Appendix: Configuration Methods


Linux's sysfs and proc (sysctl and so on) mechanisms can be used to configure system parameters and devices through file I/O. When I first learned how to configure Cisco/Huawei devices, I spent tens of thousands of RMB in RMB, the final result is that only "?" After learning, I found that netsh for Windows is also the configuration method. It is even easier than configuring Cisco/Huawei devices, but it is all imperative, the so-called imperative is similar to English. The subject is the current user of the system, and the predicate is the command, the object is the parameter of the fixed complement command of the target device or system. This type of command is very convenient for people who are used to natural language, but the memory overhead is not small. In Linux, similar configurations can be implemented through file read/write. I don't know if it is good or bad. Anyway, when I first used sysfs to configure bonding, the first thing I felt was "great ", you no longer need to use man ifenslave and VIM documents. kobject organizes bonding-related content in the $ sysfstoor/class/NET/directory, as long as you access the file, you can configure it, and the new bonding version almost discards the original ifenslave IOCTL method. Any bonding configuration can be performed using sysfs.
The most important thing is that the file or Netlink configuration can reduce the expansion of the VFS layer of the device compared with the ioctl-type classical imperative configuration. Let's look at the ioctl-level code, how messy it is. Every time you add a new command, you need to modify or even several layers of IOCTL code. In fact, you need to add a case statement to distribute the newly added commands, in this way, the ioctl code is layered but cannot solve the problem of over-coupling between the device driver and the interface.

Contact Us

The content source of this page is from Internet, which doesn't represent Alibaba Cloud's opinion; products and services mentioned on that page don't have any relationship with Alibaba Cloud. If the content of the page makes you feel confusing, please write us an email, we will handle the problem within 5 days after receiving your email.
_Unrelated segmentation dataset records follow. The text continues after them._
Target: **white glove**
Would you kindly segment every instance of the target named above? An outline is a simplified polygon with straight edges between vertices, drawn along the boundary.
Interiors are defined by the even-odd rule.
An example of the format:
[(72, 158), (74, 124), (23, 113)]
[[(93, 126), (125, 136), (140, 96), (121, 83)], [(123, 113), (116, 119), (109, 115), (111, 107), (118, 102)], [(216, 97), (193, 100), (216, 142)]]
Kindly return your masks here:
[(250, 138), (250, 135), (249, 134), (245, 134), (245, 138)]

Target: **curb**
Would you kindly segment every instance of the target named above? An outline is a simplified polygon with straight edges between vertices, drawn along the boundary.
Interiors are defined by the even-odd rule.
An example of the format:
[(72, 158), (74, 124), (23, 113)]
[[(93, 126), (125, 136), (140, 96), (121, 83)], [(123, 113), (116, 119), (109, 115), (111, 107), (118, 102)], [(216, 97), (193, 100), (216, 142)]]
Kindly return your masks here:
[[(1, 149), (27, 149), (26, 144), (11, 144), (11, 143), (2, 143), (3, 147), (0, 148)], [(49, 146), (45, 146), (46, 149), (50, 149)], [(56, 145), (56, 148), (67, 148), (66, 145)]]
If you find any instances of plagiarism from the community, please send an email to: info-contact@alibabacloud.com and provide relevant evidence. A staff member will contact you within 5 working days.

A Free Trial That Lets You Build Big!

Start building with 50+ products and up to 12 months usage for Elastic Compute Service

  • Sales Support

    1 on 1 presale consultation

  • After-Sales Support

    24/7 Technical Support 6 Free Tickets per Quarter Faster Response

  • Alibaba Cloud offers highly flexible support services tailored to meet your exact needs.